I've done crumby salmon and had salmon fish and chips - they are good, these folks don't know what they are missing. The crux of the biscuit is getting evenly sized pieces so you don't end up with burnt parts attached to raw parts. Personally, though, I have no aversion to eating raw salmon, so it isn't much of an issue for me. But you may want to try thinner slices of the breaded filets cooked on edge, so to speak, instead of flat. Or dice it up and mix with crumbs, veggies, egg and seasonings for salmon cakes.

Hmmm, salmon meatballs?

mjb.


----------



## shel (Dec 20, 2006)

Being a curious fellow, I had to look into the concept:

Alaska Salmon Albondiga (Meatball Soup)

Salmon Meatballs Kids Will Love Recipe


----------



## teamfat (Nov 5, 2007)

I like that meatball soup recipe. I can see a pot of salmon meatball cioppino appearing on a stove in my house in the very near future.

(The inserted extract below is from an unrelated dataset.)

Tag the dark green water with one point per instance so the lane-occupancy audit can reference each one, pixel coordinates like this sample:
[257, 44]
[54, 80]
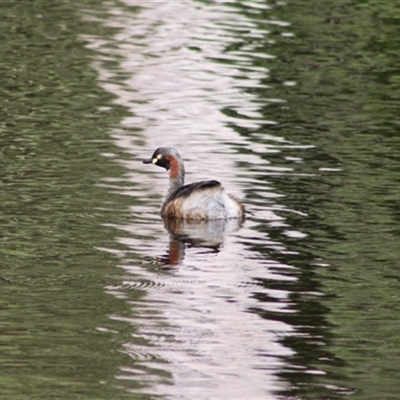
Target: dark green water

And as a quick side note, if you are searching the web for crispy salmon cake ideas, you may want to also look for salmon croquettes, the same sort of thing.

mjb.


----------



## geese4u (Apr 29, 2008)

Salmon Piccata sounds like something that needs to be tried.


----------



## chef27 (Sep 14, 2008)

My best salmon recipe is steaming it for about 10 minutes and serving it with a soy + mirin sauce with boiled carrots, celery stick and potatoes. Great taste and healthy!


----------